Crevice Corrosion of Alloy 625 in Chlorinated ASTM Artificial Ocean Water^⋆

Factors controlling the initiation and propagation of crevice corrosion on alloy 625 (UNS N06625) in ocean water of ambient temperature were explored within the contexts of the Oldfield-Sutton model for critical crevice corrosion solution (CCS) development and the ohmic criterion for crevice corrosion initiation. Data supported an earlier claim that a critical potential drop must be exceeded to initiate crevice corrosion. Steady-state crevice corrosion propagation was found to be under ohmic control.

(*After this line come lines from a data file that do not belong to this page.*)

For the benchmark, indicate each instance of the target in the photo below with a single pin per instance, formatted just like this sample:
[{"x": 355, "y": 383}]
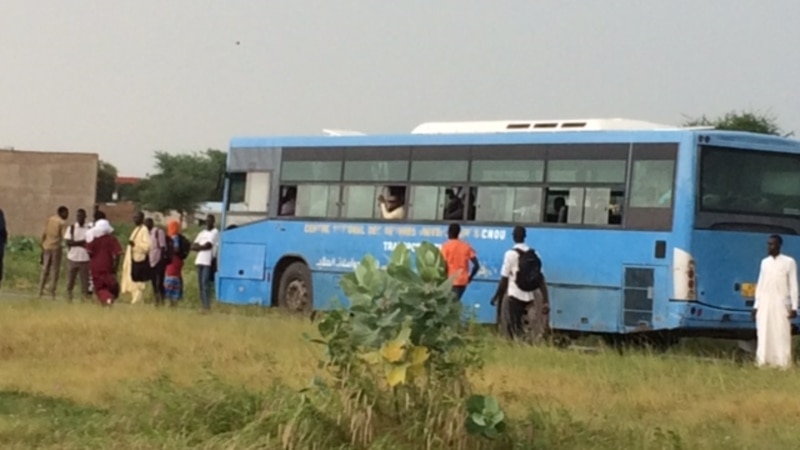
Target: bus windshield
[{"x": 749, "y": 182}]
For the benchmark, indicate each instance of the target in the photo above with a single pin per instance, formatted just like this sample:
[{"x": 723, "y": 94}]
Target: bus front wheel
[{"x": 294, "y": 289}]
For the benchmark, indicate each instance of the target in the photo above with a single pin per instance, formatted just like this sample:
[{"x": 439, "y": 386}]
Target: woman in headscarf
[
  {"x": 3, "y": 241},
  {"x": 173, "y": 279},
  {"x": 104, "y": 253}
]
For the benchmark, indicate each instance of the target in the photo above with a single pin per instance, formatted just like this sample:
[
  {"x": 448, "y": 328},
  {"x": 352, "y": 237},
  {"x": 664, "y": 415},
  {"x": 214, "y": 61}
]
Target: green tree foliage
[
  {"x": 183, "y": 181},
  {"x": 106, "y": 181},
  {"x": 752, "y": 121}
]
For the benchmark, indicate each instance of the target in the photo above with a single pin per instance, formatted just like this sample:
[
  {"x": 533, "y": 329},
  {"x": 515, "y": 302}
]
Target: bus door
[{"x": 642, "y": 287}]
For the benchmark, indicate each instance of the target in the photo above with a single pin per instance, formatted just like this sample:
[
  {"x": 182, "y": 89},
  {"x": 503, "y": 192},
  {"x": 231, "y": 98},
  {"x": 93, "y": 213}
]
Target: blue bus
[{"x": 642, "y": 228}]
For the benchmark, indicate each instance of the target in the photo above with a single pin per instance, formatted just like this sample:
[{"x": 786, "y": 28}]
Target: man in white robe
[
  {"x": 136, "y": 266},
  {"x": 775, "y": 305}
]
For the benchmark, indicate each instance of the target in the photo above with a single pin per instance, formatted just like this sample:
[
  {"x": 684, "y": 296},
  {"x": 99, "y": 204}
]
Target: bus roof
[
  {"x": 537, "y": 126},
  {"x": 525, "y": 132}
]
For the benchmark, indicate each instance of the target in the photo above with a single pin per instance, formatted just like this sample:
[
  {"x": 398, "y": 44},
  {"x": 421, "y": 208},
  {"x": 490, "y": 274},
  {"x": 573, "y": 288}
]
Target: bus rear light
[{"x": 684, "y": 281}]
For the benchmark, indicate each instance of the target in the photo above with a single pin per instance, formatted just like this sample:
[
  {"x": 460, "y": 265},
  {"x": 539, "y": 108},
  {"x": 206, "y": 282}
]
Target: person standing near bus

Chlorine decreased the time required for initiation and possibly raised propagation rates in ASTM artificial ocean water. Addition of molybdate (MoO₄^2–) to ocean water (simulating the dissolution of alloyed molybdenum [Mo]) delayed initiation and reduced propagation rates temporarily, but not sufficiently to explain fully the inhibiting effects of alloyed Mo. Beneficial effects on crevice corrosion susceptibility of alloyed Mo and equivalent chromium (Creq) concentration were examined critically in the context of the two models by comparing alloys 625, C-276 (UNS N10276), and G-3 (UNS N06985) in several simulated CCS. Alloyed Mo lowered passive current densities, decreased the tendency for the primary passive potential to increase with increasing acidity, and lowered the anodic dissolution rate in the active polarization region. This implied that Mo alloying restricted initiation to crevices with large depth-to-gap aspect ratios and lowered propagation rates for crevices that initiated.